On appeal, appellants maintain that they had complied with the orders of the trial court and the DHS case plan by obtaining and maintaining employment and a residence, and the trial court therefore erred by terminating their parental rights. We cannot agree. At the time of the termination hearing, Sherry had been employed for a period of one month, and although Charles said that he had two jobs, he admitted on cross-examination that he had not started either one as of the date of the termination hearing. Although appellants had lived at their current address for seven months, Charles's own testimony indicated that the apartments were slated to be demolished when a new highway was constructed.

Charles, Jr., had been out of appellants' home for more than twelve months, and

there was an overwhelming amount of evidence presented that although DHS had provided numerous services to appellants, they had never taken advantage of the opportunities presented to them but had instead simply frustrated the agencies attempting to provide the services. Charles testified that the vehicle that DHS had provided had still not been licensed and he had not obtained a driver's license, but he did have a satellite system for which he paid thirty dollars a month. Sherry admitted that she had stopped attending counseling sessions even though she had not been released by her counselor. Appellants were both held in contempt by the trial court for failing to undergo court-ordered psychological evaluations. Dr.
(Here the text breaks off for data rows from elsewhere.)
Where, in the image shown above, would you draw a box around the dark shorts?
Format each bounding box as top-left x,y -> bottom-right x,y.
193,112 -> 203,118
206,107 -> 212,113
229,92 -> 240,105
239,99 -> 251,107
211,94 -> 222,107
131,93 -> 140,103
DeYoub's testimony indicated that he did not believe that reunification could occur without substantial risk to Charles, Jr., unless appellants could demonstrate improvement over a prolonged period of six months to one year, and Richard Westover opined that regardless of what additional services were offered to appellants, they would still present athreat to their child. Based on the foregoing evidence, we cannot say that the trial judge was clearly erroneous in terminating appellants' parental rights.

Affirmed.

Pittman and Roaf, JJ., agree.

1 The appellants have a daughter, Kristina, born October 18, 2000, who is also in the custody of the Arkansas Department of Human Services but who is not involved in this appeal.